You are not winning when you are holding on to your business by your fingernails. You are not winning when you slip into a depression. You are not winning when your team begins to dislike being in the same room with you. You are not winning when customers begin to leave. You are not winning when your significant other gives you the same advice (for the 5th time) and you continue to ignore it.
Once of my favorite startup bloggers, startup investor and community builder, Brad Feld writes frequently about the high rate of mental health issues among entrepreneurs. The best and simplest advice he gives is to slow down. He himself takes a digital Sabbath every weekend. That's right, no email, Twitter, Facebook, text messaging or connection to the digital world.
I struggle with focus myself and constantly have to remind myself what is important. I am lucky that I have wives (my actual spouse as well as my business wife, Dave) that will remind me that I am getting a little manic.

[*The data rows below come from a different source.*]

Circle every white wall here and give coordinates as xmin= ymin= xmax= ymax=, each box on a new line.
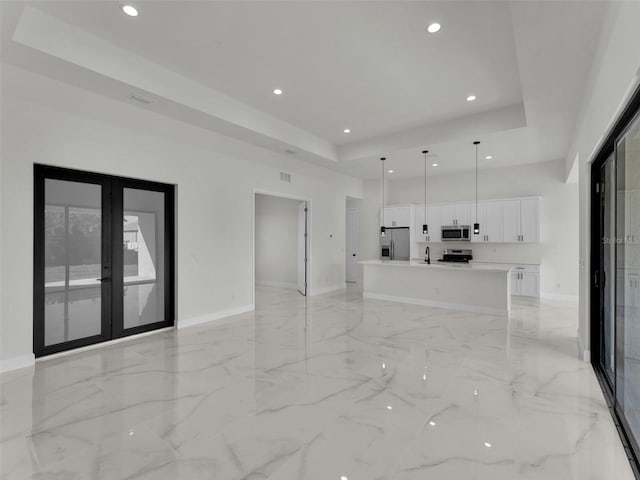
xmin=379 ymin=160 xmax=578 ymax=298
xmin=566 ymin=1 xmax=640 ymax=360
xmin=0 ymin=65 xmax=362 ymax=370
xmin=255 ymin=194 xmax=300 ymax=289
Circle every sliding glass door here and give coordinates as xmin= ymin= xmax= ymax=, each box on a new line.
xmin=597 ymin=154 xmax=616 ymax=386
xmin=591 ymin=87 xmax=640 ymax=474
xmin=616 ymin=110 xmax=640 ymax=453
xmin=34 ymin=166 xmax=174 ymax=357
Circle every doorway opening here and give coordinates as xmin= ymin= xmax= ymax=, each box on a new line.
xmin=253 ymin=191 xmax=310 ymax=302
xmin=33 ymin=165 xmax=175 ymax=358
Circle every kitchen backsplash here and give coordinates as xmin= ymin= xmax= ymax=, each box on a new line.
xmin=414 ymin=241 xmax=543 ymax=265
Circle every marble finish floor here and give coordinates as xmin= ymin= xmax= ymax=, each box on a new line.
xmin=0 ymin=285 xmax=636 ymax=479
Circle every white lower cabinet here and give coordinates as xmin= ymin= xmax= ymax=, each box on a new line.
xmin=511 ymin=266 xmax=540 ymax=297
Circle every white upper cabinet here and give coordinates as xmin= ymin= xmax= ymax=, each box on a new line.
xmin=380 ymin=206 xmax=411 ymax=228
xmin=414 ymin=205 xmax=425 ymax=242
xmin=441 ymin=203 xmax=470 ymax=226
xmin=502 ymin=198 xmax=539 ymax=243
xmin=456 ymin=204 xmax=471 ymax=226
xmin=414 ymin=205 xmax=442 ymax=242
xmin=407 ymin=197 xmax=538 ymax=244
xmin=427 ymin=205 xmax=442 ymax=243
xmin=519 ymin=198 xmax=539 ymax=242
xmin=502 ymin=200 xmax=521 ymax=243
xmin=441 ymin=204 xmax=456 ymax=226
xmin=471 ymin=201 xmax=503 ymax=243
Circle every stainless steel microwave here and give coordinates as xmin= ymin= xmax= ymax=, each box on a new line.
xmin=441 ymin=225 xmax=471 ymax=241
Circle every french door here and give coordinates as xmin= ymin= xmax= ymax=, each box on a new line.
xmin=34 ymin=165 xmax=174 ymax=357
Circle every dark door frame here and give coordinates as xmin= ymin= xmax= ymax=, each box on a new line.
xmin=33 ymin=164 xmax=175 ymax=358
xmin=590 ymin=85 xmax=640 ymax=478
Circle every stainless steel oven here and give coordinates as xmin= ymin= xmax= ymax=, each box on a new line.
xmin=441 ymin=225 xmax=471 ymax=241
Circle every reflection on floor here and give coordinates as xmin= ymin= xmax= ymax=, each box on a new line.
xmin=0 ymin=285 xmax=635 ymax=479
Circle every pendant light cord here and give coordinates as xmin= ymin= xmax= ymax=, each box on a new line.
xmin=423 ymin=150 xmax=428 ymax=223
xmin=381 ymin=158 xmax=385 ymax=225
xmin=474 ymin=141 xmax=480 ymax=221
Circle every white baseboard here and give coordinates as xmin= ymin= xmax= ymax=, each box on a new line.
xmin=363 ymin=292 xmax=509 ymax=317
xmin=577 ymin=334 xmax=591 ymax=362
xmin=541 ymin=292 xmax=579 ymax=302
xmin=178 ymin=304 xmax=255 ymax=329
xmin=256 ymin=280 xmax=298 ymax=290
xmin=311 ymin=283 xmax=346 ymax=296
xmin=0 ymin=353 xmax=35 ymax=374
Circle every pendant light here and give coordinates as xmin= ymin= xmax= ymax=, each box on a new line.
xmin=473 ymin=141 xmax=480 ymax=235
xmin=380 ymin=157 xmax=386 ymax=236
xmin=422 ymin=150 xmax=429 ymax=235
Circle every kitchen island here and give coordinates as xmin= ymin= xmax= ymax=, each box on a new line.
xmin=360 ymin=259 xmax=513 ymax=316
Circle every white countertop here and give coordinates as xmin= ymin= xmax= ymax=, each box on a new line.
xmin=359 ymin=259 xmax=513 ymax=273
xmin=470 ymin=260 xmax=541 ymax=267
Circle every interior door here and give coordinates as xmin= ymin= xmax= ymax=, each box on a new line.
xmin=346 ymin=208 xmax=359 ymax=283
xmin=297 ymin=201 xmax=308 ymax=295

At times I decide to work all weekend to catch up and I invariably pay for it later in the week. Sometimes I have no choice but did I gain anything really? As I get older, travel wears me down. It's that "being on" for multiple days in a row that takes bites from my brain. Years ago I put an end to Sunday business travel.
Do yourself a favor and disconnect during the day. Take a walk. Turn your phone off. Give your brain a rest and maybe, just maybe you might find yourself in a better place to make better decisions.